Hugo felt winded as they climbed up the trail. It didn’t ascend steeply, but it kept going. I should take better care of myself, he thought. Maybe I’ll start running again. He and Mandy had both been on the cross country team in high school.
“We’re almost there,” Mandy said as she stopped to wait for Hugo. Bonanza couldn’t bee seen through the twists: rock outcroppings made them scramble and the trail often hid behind bushes.
Hugo came up to her, panting. He bent down, putting his hands on his knees to catch his breath. “I’m not…in…very good shape…anymore,” he said. He had never been blazingly fast in high school, but he had been a solid six his senior year in cross country. Since then, really after his second year of college, he had gone down hill. He didn’t have much of a belly, but he had gone soft. Actually, with all the beer that he drank, he was surprised that he wasn’t fatter. Sweat ran down his face, even though the temperature couldn’t have been much above fifty degrees.
“Where’s Dr. Bonanza?” Mandy asked when he stood upright.
“I don’t know. I haven’t seen him for about twenty minutes,” Hugo replied. He looked back down the trail, a little worried. He looked off to the south and west. The land rolled more then flattened out into the remnants of an old lakebed. He could see the edge of the refuge, where the farms started up again. He could picture the fences in his mind, though he couldn’t see them from here, keeping the wildlife out. They didn’t really keep anything out, except the occasional person. The deer still jumped the fences, and ate the new shoots, and the kangaroo rats nibbled on the grains. And the newts, and nematodes, and archaia-bacteria [sp?] eating the rocks.

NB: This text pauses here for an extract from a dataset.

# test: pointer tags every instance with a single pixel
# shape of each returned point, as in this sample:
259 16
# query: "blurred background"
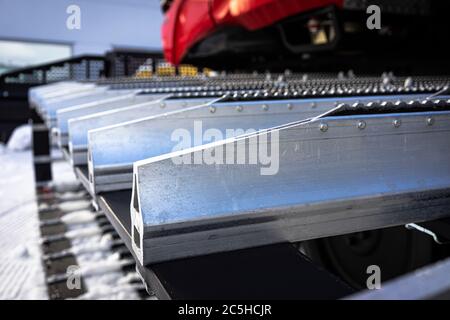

They heard the sound of feet clattering over broken rocks and a grunt from down the trail. The started off again, assuming that the noises had been Dr. Bonanza,
In about a hundred more yards, the came over a little rise and found the top of the ridge. They could see where the trail wound up and then turned back and headed down to their right, back into the bushes and small trees that grew there. Ahead, the national forest rose into the hills. The trees, mostly Douglas fir, grew sparsely here, with may smaller species in between. Hugo thought that this particular hill must have been logged in the not too distant past, and then had re-seeded itself. He knew that the newer policies on re-seeding called for one species only to be replanted, within three years of clear-cut to “promote the diversity, and sustainability of the forest”. Whatever that meant. He knew just what it meant, but it didn’t mesh with what he saw happening on public land.
Mandy pointed down-slope toward a thicket of trees. Hugo wasn’t looking forward to climbing down there. He had convinced himself that there really wasn’t anything to see. They have taken the deer out of here, he thought. All we will see is a pressed place in the grass where the deer had been, if even that.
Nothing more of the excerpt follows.